1. De briljante strategie van Ferrari

Hoewel Porsche op voorhand de favoriet was dankzij een sterk seizoen tot nu toe in het uithoudingskampioenschap (WEC) én de Hyperpole van Kevin Estre, werd het gedurende de race steeds duidelijker dat het een tweestrijd zou worden tussen Ferrari en Toyota. De Italianen hadden een snelle auto, maar leken tijd te verliezen in de pits en hadden ook te maken met verschillende incidenten – niet in het minst de deur van raceleider Nielsen (#50) die openging in de slotfase van de race. Hij moest dus pitten om de deur te kunnen sluiten, waarbij de Italianen ervoor kozen om zo weinig mogelijk brandstof (of “energie” in tijden van decarbonisering) in de auto te gieten om tijd te besparen. Een gewaagde gok, maar uiteindelijk wist de jonge Deen met 14 seconden voorsprong de finish te halen. Ferrari wint zo twee jaar op een rij!

2. Teleurstelling bij Toyota

Het enthousiasme was echter ver te zoeken bij Toyota, bij wie wij de race mochten meevolgen. Het gastenverblijf net aan de laatste chicanes zat vol met tientallen medewerkers van de Japanse constructeur, en toch was het muisstil in de laatste 2 uur van de race – iedereen zat vol spanning te kijken naar de televisies en de onboards van beide wagens. Het besef dat de race verloren was, kwam toen Hartley (#8), die de race leek te kunnen winnen, aangetikt werd door een van de Ferrari’s en vijf plaatsen terugviel. De uiteindelijke tweede plaats voor #7 werd dan ook niet gevierd. Een applaus voor de auto’s tijdens de afkoelronde, inpakken en wegwezen.

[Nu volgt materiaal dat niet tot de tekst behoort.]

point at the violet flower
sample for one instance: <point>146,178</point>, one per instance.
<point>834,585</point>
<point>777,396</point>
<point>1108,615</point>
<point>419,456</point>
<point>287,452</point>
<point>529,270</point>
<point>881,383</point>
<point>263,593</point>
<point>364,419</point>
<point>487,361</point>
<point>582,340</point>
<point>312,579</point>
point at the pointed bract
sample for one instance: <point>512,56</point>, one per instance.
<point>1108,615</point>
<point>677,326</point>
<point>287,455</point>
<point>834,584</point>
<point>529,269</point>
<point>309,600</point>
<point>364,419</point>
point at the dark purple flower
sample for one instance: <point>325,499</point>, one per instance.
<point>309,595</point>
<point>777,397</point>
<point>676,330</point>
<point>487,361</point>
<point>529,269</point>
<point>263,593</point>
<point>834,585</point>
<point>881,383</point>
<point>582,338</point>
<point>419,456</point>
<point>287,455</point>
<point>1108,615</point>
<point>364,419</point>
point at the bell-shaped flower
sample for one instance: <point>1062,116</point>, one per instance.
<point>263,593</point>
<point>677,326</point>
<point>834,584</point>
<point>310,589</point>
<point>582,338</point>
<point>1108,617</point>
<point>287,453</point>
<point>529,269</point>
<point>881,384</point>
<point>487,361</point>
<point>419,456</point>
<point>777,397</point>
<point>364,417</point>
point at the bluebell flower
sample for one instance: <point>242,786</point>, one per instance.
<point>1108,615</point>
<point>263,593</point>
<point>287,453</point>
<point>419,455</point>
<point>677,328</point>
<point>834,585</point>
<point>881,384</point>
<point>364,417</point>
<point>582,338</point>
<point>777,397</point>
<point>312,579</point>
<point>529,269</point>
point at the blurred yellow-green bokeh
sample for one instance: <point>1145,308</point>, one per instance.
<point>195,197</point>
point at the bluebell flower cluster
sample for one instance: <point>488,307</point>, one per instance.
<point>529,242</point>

Volgende keer beter.

3. Peugeot blijft achter, Alpine blaast op

Met negen constructeurs bij de Hypercars is het logisch dat niet elk merk aan de top kon meestrijden. Peugeot loopt echter al een paar jaar te slabakken met zijn 9X8, die voor 2024 een grote upgrade kreeg in Imola. De verwachtingen waren er wel, maar beide Hypercars konden het tempo niet aan en eindigden zelfs buiten de top 10. Maar het kan altijd erger, vraag maar aan Alpine. Het merk had groots ingezet op zijn comeback in de topklasse van Le Mans en stelde er niet enkel zijn A290 voor, maar ook zijn Alpenglow-waterstofracer met Zinedine Zidane achter het stuur, en een hele expo gewijd aan het merk in het museum. Na amper vijf uur racetijd blies de #35 echter zijn motor op voor onze ogen in de Indianapolis-sectie, waarna de #36 het ook opgaf en de pits inreed. Over en uit nog voor de zon onderging.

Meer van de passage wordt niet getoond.